It’s the public’s money, so what the heck!
IT’S a staggering figure — the $2 billion being paid by the Government annually for the rent and lease of properties to house ministries, departments and agencies in uptown Kingston.
But frankly, we are not surprised at this continued callous waste of taxpayers’ money. After all, seven years ago the Business Observer brought this iniquity to light with a most detailed report on the massive spend by the Government on rent for high-end complexes and offices in New Kingston.
What was even more shocking about that Business Observer survey was that the tens of millions of dollars being spent by the Government on rent at the time was, in many instances, at a higher cost than what private companies paid for similar accommodation.
That story also pointed to the fact that by being in New Kingston, those ministries, departments and agencies were spurning low-cost office space available in Government buildings in downtown Kingston, and at less expensive locations elsewhere in the capital city.
Since then, we have, in this space, repeatedly argued the fiscal irresponsibility of this situation. Yet it persists.
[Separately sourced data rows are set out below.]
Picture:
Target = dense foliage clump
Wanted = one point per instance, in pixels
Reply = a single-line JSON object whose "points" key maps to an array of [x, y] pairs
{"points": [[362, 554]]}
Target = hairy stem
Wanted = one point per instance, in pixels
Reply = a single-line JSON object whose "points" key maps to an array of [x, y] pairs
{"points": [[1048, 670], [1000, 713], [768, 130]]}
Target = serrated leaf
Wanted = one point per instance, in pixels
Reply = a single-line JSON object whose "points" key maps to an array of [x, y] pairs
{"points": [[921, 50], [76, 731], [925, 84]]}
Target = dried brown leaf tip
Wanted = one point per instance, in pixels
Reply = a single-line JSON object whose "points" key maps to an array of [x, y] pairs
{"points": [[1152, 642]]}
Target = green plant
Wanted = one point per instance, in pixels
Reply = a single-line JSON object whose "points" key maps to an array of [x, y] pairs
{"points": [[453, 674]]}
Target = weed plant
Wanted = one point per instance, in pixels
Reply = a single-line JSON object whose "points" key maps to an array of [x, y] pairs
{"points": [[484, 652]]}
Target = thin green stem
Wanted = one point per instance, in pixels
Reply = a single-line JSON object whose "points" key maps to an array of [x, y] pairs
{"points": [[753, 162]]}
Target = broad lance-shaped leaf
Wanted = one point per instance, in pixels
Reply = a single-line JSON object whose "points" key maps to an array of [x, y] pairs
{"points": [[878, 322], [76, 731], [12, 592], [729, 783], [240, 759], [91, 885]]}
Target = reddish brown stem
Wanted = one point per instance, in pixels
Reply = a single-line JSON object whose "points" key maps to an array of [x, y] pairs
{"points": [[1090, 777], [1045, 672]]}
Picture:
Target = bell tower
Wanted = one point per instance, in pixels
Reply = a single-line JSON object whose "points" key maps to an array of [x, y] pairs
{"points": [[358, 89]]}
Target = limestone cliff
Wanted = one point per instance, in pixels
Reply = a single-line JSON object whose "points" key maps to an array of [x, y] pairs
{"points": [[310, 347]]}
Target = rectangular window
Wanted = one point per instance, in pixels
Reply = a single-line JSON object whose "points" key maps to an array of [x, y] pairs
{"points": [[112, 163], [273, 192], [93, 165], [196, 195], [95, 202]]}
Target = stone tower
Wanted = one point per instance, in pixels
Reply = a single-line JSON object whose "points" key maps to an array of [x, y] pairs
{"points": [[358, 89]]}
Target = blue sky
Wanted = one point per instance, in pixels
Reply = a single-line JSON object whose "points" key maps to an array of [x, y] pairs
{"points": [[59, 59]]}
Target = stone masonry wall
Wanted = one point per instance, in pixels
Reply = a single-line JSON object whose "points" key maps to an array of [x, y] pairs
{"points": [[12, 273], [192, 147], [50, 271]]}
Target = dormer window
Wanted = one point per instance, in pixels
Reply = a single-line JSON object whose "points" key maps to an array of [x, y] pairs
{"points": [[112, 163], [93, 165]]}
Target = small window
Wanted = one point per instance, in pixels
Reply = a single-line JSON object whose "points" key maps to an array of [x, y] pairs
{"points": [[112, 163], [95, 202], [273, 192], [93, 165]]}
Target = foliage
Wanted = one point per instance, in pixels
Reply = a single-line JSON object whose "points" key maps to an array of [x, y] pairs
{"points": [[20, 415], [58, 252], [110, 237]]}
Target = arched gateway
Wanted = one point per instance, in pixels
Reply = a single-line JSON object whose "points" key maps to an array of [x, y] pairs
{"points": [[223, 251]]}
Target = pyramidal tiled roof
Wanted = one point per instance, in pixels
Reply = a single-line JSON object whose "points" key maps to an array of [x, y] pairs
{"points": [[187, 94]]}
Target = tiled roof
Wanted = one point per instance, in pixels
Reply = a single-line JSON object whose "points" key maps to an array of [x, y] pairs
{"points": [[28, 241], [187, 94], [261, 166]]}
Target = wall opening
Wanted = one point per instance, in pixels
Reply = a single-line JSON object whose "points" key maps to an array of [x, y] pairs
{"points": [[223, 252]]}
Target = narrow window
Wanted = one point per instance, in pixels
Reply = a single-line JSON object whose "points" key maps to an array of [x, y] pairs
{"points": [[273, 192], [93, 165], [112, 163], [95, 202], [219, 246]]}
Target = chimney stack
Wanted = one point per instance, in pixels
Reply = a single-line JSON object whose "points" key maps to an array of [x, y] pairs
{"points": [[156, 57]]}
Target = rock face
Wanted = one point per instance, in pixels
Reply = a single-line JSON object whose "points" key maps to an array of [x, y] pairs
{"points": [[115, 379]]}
The information, we hold, is difficult to swallow, given the unhealthy state of the Jamaican economy and the Government’s appeal to their employers — the Jamaican people — for sacrifice.
All that, weighed with the Government’s Animal Farm-like decision to spend $60 million on 16 high-end sports utility vehicles for Cabinet ministers, and the prime minister’s stout defence of that purchase, signal to the electorate that the Administration is beyond insensitive.
So now, the Public Sector Transformation Unit (PSTU) has said that the Government is looking at consolidating its office spaces island-wide in an effort to save an estimated $2 billion in rent.
According to Mrs Patricia Sinclair-McCalla, the CEO of the PSTU, both the National Works Agency and the National Land Agency have been collaborating with the PSTU to do the inventory island-wide, and to determine some basic costs in refurbishing and renovating the offices.
“We will get some additional assistance to do some more rigorous analysis and a time-frame when this can be literally executed, in terms of refurbishing, renovating and even to the extent of considering construction on Government properties within various parishes,” Mrs Sinclair-McCalla told the Public Administration and Appropriations Committee of Parliament on Tuesday.
Like Mrs Sinclair-McCalla, we hope that when the Government receives the analysis and the Cabinet submission, it will take a decision quickly to facilitate the work necessary to realise those savings.
That, we hold, cannot be difficult, as there are currently hundreds of thousands of square feet of empty office space owned by the Government in downtown Kingston.
With all that space, we can’t see why the Ministry of National Security should be spending $152.4 million of taxpayers’ money annually on rent; neither should the Ministry of Justice be shelling out $148.3 million; and why should the Ministry of Finance, with its fiduciary oversight responsibility, be forking out $139 million annually on rented office space?.
It doesn’t make sense, and smacks of callousness, incompetence and a cavalier attitude to the management of State funds.